El mensaje de Viktor Frankl y el ejemplo de Papi luchando veinte años con una cardiopatía, siempre sonriente, haciendo amigos en cuanta fila hizo en la Caja, me inspiran a ver la oscuridad de frente y decirle “aquí estoy, ¿qué es la vara?”. Tomo la decisión y hago un anuncio a mi esposo: “voy a contar mi historia hasta el cansancio, no le vamos a tener miedo a este bicho”. Las herramientas que he llevado en terapia por tantos años me permiten ejecutar esta cabezonada que se me metió entre ceja y ceja, esa respuesta no al “por qué” sino al “para qué”: la de sobrevivir a un diagnóstico de cáncer de mama metastásico estadío IV no curable, considerado terminal por mi edad y lo agresivo que se ha comportado. Y en el camino, contarlo al mundo; a alguien tiene que servirle de algo mi experiencia. Fue así como empecé a publicar mi día a día en redes sociales, la de una paciente de oncología, una vida entre millones batallando con el bicho.
Ha sido un año de prueba y error, como la morfina para el dolor de huesos que casi me mata con un bajonazo de diez kilos en un mes o aprender a escuchar mi cuerpo en esos días donde solo quiere descansar porque la batería está en 10%. Un año derribando prejuicios porque a mí, la señora profesional, casada de cuarenta y un años, solo el cannabis medicinal me ha aliviado del dolor y las cejas levantadas cuando lo menciono no se hacen esperar. Un año de mucho trabajo a nivel emocional, familiar; de ponerle punto final a mi carrera laboral de veintidós años. De adaptar los sueños a nuestra nueva realidad, de entender que no importa que tan enferma esté, el mundo sigue su curso. De muchos tratamientos y efectos secundarios a los que hemos dicho “vamos con todo, saquen las armas pesadas”.

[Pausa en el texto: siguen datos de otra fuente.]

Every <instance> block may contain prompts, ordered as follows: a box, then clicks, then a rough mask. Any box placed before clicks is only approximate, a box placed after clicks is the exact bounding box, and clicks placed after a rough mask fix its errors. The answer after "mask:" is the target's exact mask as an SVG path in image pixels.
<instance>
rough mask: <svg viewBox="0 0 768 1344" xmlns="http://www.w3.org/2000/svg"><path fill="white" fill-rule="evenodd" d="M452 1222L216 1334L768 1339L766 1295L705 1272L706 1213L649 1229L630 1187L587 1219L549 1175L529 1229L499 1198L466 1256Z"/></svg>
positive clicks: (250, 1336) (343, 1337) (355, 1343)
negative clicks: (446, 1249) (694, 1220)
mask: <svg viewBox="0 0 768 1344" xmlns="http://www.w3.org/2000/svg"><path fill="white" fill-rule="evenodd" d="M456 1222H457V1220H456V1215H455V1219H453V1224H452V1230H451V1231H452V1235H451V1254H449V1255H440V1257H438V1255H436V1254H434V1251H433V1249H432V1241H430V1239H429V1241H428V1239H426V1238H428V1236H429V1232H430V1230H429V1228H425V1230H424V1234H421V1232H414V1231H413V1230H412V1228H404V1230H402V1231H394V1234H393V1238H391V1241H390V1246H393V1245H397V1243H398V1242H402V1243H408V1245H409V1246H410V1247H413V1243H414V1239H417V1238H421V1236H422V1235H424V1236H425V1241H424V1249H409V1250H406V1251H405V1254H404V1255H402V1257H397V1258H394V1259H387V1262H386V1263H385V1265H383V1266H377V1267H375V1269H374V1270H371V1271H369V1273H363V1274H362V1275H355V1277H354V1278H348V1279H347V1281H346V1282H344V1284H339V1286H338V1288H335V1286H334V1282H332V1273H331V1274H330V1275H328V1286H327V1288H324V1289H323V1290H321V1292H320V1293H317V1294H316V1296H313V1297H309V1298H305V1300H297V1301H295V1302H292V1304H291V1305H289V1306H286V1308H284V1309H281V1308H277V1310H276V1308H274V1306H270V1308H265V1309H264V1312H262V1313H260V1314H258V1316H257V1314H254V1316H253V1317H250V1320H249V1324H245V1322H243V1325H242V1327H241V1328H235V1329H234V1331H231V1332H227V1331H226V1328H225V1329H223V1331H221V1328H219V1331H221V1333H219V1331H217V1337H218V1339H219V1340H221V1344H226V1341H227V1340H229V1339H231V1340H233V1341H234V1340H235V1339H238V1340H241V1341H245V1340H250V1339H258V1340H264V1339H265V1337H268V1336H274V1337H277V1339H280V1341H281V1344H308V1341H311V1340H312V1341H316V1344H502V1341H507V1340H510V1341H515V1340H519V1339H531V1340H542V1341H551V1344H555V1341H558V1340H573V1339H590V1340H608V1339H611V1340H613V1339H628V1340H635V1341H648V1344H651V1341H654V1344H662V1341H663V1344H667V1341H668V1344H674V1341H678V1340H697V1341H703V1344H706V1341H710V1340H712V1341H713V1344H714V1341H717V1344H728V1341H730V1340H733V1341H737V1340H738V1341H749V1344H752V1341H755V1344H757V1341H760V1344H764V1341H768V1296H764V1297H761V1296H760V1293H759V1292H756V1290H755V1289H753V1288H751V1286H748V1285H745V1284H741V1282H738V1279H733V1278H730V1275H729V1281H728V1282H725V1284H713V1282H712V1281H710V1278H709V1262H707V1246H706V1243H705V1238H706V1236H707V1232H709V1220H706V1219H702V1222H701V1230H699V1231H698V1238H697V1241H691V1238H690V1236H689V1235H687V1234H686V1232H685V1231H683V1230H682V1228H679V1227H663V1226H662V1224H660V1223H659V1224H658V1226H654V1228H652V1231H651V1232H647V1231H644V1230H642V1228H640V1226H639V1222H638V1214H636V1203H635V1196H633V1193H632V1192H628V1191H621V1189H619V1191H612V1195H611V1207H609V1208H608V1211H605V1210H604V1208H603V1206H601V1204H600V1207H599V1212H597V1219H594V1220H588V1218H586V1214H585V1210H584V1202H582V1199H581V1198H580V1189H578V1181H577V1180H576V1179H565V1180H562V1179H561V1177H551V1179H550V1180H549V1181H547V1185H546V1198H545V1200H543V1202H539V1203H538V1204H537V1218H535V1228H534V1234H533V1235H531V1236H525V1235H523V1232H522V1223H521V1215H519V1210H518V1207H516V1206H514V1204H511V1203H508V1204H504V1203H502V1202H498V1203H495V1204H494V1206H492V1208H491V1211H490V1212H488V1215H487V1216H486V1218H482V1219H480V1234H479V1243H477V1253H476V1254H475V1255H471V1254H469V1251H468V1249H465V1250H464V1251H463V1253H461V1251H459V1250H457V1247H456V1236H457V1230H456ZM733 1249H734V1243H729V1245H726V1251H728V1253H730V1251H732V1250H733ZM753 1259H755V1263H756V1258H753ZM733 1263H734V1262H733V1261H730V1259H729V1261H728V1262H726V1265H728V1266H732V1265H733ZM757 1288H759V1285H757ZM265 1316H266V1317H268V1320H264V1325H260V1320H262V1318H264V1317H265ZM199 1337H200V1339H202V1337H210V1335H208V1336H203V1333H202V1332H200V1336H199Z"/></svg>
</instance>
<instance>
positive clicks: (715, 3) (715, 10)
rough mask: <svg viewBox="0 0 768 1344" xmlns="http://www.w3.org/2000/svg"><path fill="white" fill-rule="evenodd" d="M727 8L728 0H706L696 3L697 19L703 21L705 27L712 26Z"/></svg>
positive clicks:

Durante este año también murió mi amado Canelo y mi querida prima (tan solo un mes menor que yo), ambos de forma inesperada. Es la vida diciéndome: “no tenés el control”. Y soy yo contestándole: “de mi actitud sí, de mi actitud sí!”. Pero un momento, por favor no confundir con positivismo tóxico: me he enojado, he zapateado, he puesto límites, le he reclamado a Dios, he ido de cero a cien en dos segundos en niveles de chicha. Pero también me he mostrado vulnerable, he puesto abajo, he pedido ayuda, he llorado sobre hombros ajenos, he recordado que mi vida es para servir a los demás.
Me dicen “¡qué valiente sos!”. No sé si soy valiente. He pasado por múltiples estados emocionales para llegar a donde estoy hoy, en paz. A veces pienso que es más difícil para las personas alrededor que para mí lidiar con este diagnóstico porque ese instinto de sobrevivencia que llevo dentro se activa con un fuerzón con cada dolor, con cada resultado en contra.
Pongo en práctica las herramientas que me han dado: llevar un día a la vez, a veces una hora a la vez. Soñar nuevas metas, así sean tan pequeñas como montar un Excel de recetas ahora que paso en la casa todo el día. Caminar una vuelta a la cuadra sola. Viajar a través de la lectura. Encontrar nuevas formas de hacer las cosas, como “desgalillarme en susurros” frente al karaoke en la tele porque siempre me duele la garganta y ya no puedo cantar. Recargarme con el cariño de propios y extraños. Terapia EMDR; mucha terapia. Meditar a mi manera (rezando el rosario). Aplicar mis habilidades profesionales a menor escala, ayudando a mi hija afectiva y sus amigos en la preparación para buscar su primer trabajo.
En momentos de incertidumbre me enfoco en la próxima hora; si la ansiedad se asoma, respiro. Y me río. Me río mucho. Porque la vida es ilógica y absurda… pero vieras, vale totalmente la pena.
Costarricense, paciente de oncología, hija de Dios y la Madre Tierra, esposa, amiga, mamá afectiva y manuda hasta la muerte.